Un homme âgé, assis quelques rangs devant, prend la parole de manière inattendue :

‒ Belle fleur, madame ! s'écrie-t-il.

L'employée le remercie d'un sourire très chaleureux. Ses cheveux auburn réchauffent les cœurs autant que ses yeux pétillants.

Contre toute attente, le papy s'enflamme :

‒ C'est ce monsieur à vos côtés qui a dû vous l'offrir !

Mais qu'est-ce qu'il fait ? Il tâte le terrain ? Le regard de celle-ci s'embrase.

‒ Non monsieur, poursuit-elle avec politesse, je l'ai achetée moi-même et c'est pour l'offrir à quelqu'un.

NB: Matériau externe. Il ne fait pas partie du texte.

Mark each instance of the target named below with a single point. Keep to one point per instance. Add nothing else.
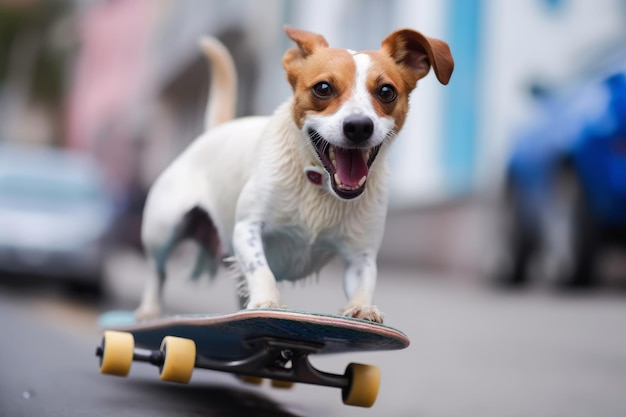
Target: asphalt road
(474, 352)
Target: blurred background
(514, 173)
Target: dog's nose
(358, 128)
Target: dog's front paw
(263, 304)
(366, 312)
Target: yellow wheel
(277, 383)
(252, 380)
(179, 359)
(116, 353)
(364, 383)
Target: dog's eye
(387, 94)
(322, 90)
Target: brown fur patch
(334, 66)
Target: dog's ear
(307, 43)
(417, 53)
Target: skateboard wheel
(277, 383)
(179, 359)
(364, 382)
(116, 353)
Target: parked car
(565, 187)
(55, 215)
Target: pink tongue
(351, 166)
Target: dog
(278, 197)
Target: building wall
(455, 138)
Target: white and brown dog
(284, 194)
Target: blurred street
(475, 351)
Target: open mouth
(348, 167)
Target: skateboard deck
(255, 344)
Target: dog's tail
(222, 100)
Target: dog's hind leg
(197, 225)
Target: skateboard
(253, 344)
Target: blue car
(565, 186)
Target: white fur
(248, 175)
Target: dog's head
(348, 104)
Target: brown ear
(307, 43)
(418, 53)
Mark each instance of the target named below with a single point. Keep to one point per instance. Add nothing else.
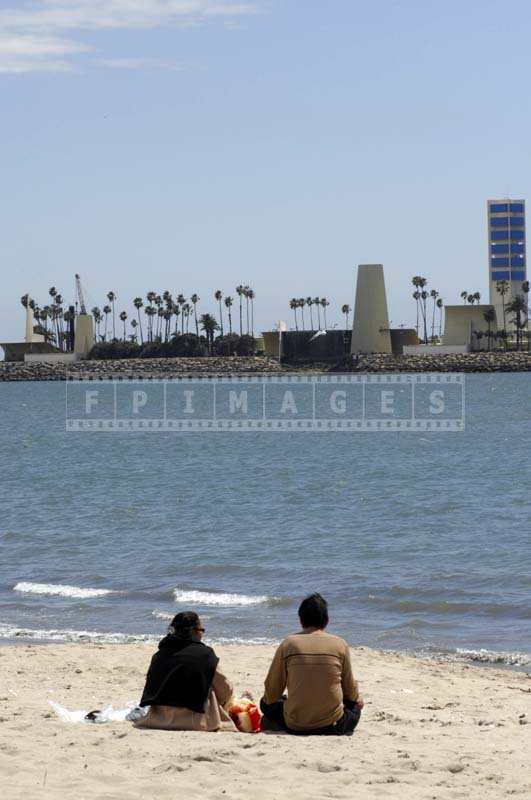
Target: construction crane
(79, 293)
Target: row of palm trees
(168, 316)
(421, 295)
(164, 316)
(300, 303)
(51, 318)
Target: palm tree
(219, 297)
(525, 289)
(106, 310)
(123, 317)
(195, 300)
(150, 312)
(58, 313)
(317, 302)
(434, 294)
(309, 303)
(293, 304)
(489, 316)
(345, 309)
(176, 312)
(138, 303)
(416, 297)
(111, 297)
(160, 314)
(246, 291)
(423, 298)
(302, 303)
(228, 304)
(210, 326)
(187, 310)
(324, 303)
(96, 313)
(440, 305)
(420, 283)
(251, 295)
(518, 307)
(240, 291)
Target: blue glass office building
(507, 253)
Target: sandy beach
(429, 730)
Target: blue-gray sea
(419, 541)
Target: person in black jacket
(184, 688)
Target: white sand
(428, 731)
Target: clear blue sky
(196, 145)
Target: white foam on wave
(96, 637)
(219, 598)
(493, 657)
(59, 590)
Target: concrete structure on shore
(462, 323)
(34, 342)
(370, 329)
(36, 348)
(507, 250)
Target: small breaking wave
(59, 590)
(492, 657)
(162, 615)
(223, 599)
(96, 637)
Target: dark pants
(274, 720)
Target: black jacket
(180, 674)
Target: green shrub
(115, 349)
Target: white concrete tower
(370, 329)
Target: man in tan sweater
(314, 666)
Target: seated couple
(186, 691)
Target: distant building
(370, 329)
(507, 252)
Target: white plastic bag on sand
(68, 716)
(107, 714)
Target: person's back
(314, 667)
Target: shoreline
(239, 366)
(428, 729)
(511, 661)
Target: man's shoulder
(300, 641)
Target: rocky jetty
(457, 362)
(236, 365)
(136, 368)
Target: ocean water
(419, 541)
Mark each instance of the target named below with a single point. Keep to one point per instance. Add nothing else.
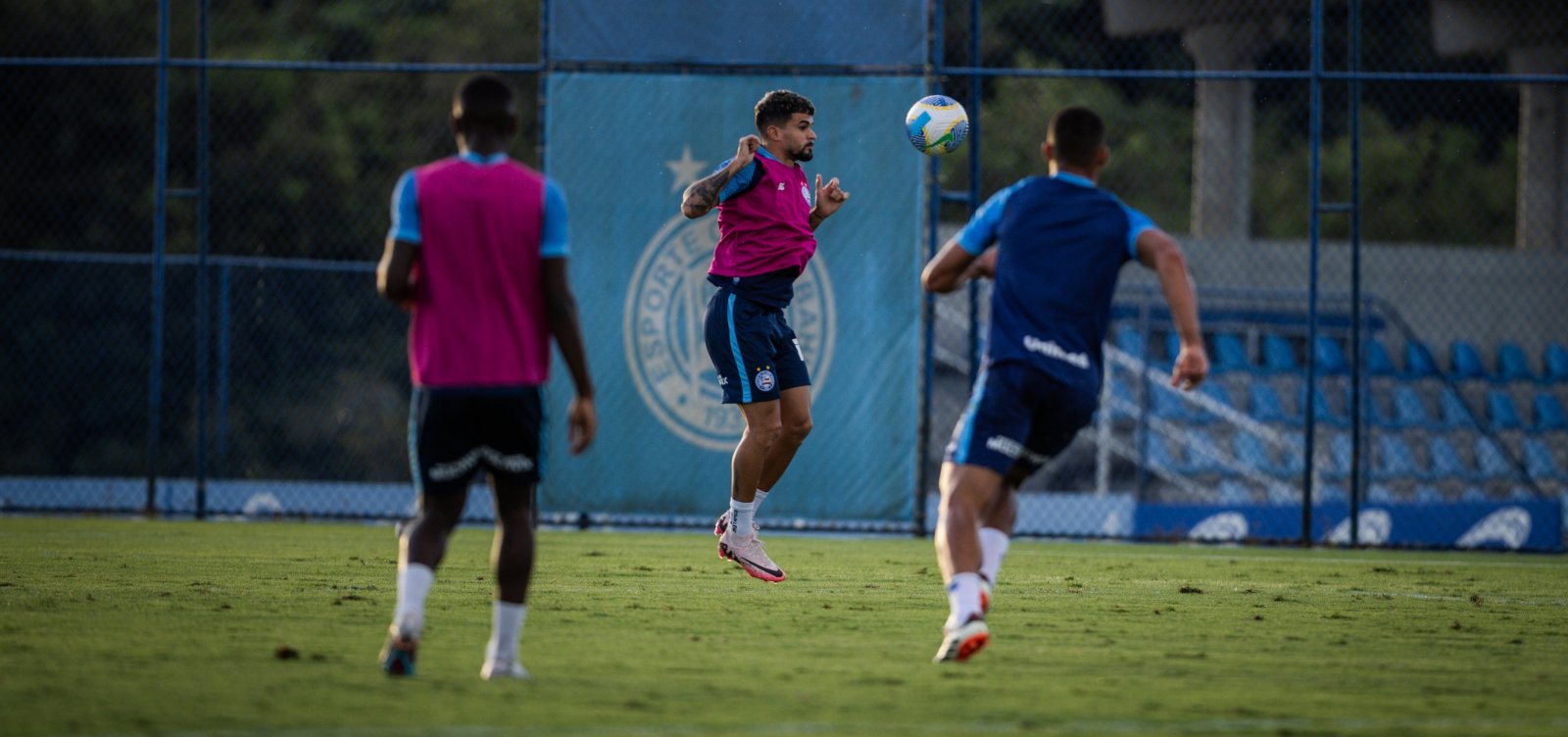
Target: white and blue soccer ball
(937, 124)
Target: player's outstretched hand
(830, 196)
(1192, 368)
(745, 151)
(582, 423)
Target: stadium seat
(1549, 416)
(1131, 341)
(1330, 357)
(1556, 363)
(1321, 410)
(1418, 361)
(1266, 407)
(1539, 462)
(1230, 355)
(1278, 357)
(1201, 455)
(1492, 463)
(1446, 462)
(1379, 365)
(1396, 460)
(1501, 412)
(1465, 361)
(1455, 415)
(1408, 410)
(1513, 365)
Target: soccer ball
(937, 124)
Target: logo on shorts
(764, 380)
(662, 331)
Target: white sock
(993, 548)
(506, 631)
(413, 587)
(963, 598)
(741, 515)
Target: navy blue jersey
(1062, 243)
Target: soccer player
(767, 221)
(1060, 243)
(477, 255)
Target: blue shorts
(753, 350)
(1018, 418)
(455, 433)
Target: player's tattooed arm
(703, 195)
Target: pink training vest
(765, 227)
(478, 319)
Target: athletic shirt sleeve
(980, 231)
(1136, 224)
(739, 182)
(553, 242)
(405, 211)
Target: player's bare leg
(739, 541)
(512, 557)
(968, 491)
(420, 548)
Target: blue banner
(624, 148)
(1504, 525)
(885, 33)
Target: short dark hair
(778, 107)
(485, 102)
(1078, 135)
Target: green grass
(172, 627)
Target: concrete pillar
(1222, 162)
(1542, 219)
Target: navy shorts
(753, 350)
(455, 433)
(1018, 418)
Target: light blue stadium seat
(1230, 355)
(1549, 416)
(1131, 341)
(1266, 405)
(1410, 412)
(1556, 363)
(1201, 454)
(1396, 460)
(1418, 361)
(1455, 415)
(1330, 357)
(1513, 365)
(1501, 412)
(1379, 365)
(1278, 357)
(1539, 462)
(1235, 493)
(1492, 463)
(1465, 361)
(1446, 462)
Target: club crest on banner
(662, 331)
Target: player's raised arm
(1160, 253)
(703, 195)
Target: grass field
(174, 627)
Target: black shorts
(1018, 418)
(753, 350)
(454, 433)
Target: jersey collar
(1073, 179)
(482, 161)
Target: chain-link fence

Mon nouveau départ commence maintenant. Ne sachant pas ce que je pourrais faire d'autre, je me connecte sur mon compte et fait défiler les pages de l'application. Mon âme-sœur se trouve-t-elle vraiment à cet arrêt de bus ? Sera-t-elle présente au rendez-vous ? Sera-t-on submergé par un coup de foudre immédiat ? Tombera-t-on amoureuses au premier regard ? Tombera-t-elle amoureuse et pas moi ? Ou l'inverse ? Toutes ces interrogations m'angoissent alors je verrouille mon téléphone et me concentre sur le moment présent. Je passe une main dans ma nuque en essayant de me détendre mais les démons reprennent souvent le dessus ces derniers temps. Je souffre de dépression et ce travail était la seule chose que je n'avais pas raté au bout de deux jours depuis le baccalauréat. Maintenant que je ne l'ai plus j'ai peur de retomber dans ce cercle vicieux et je n'ai pas envie de faire subir ça à ma famille une fois de plus. Je dois faire le vide dans ma tête.

Une destination, un but, un désir, une envie, au moins pour aujourd'hui.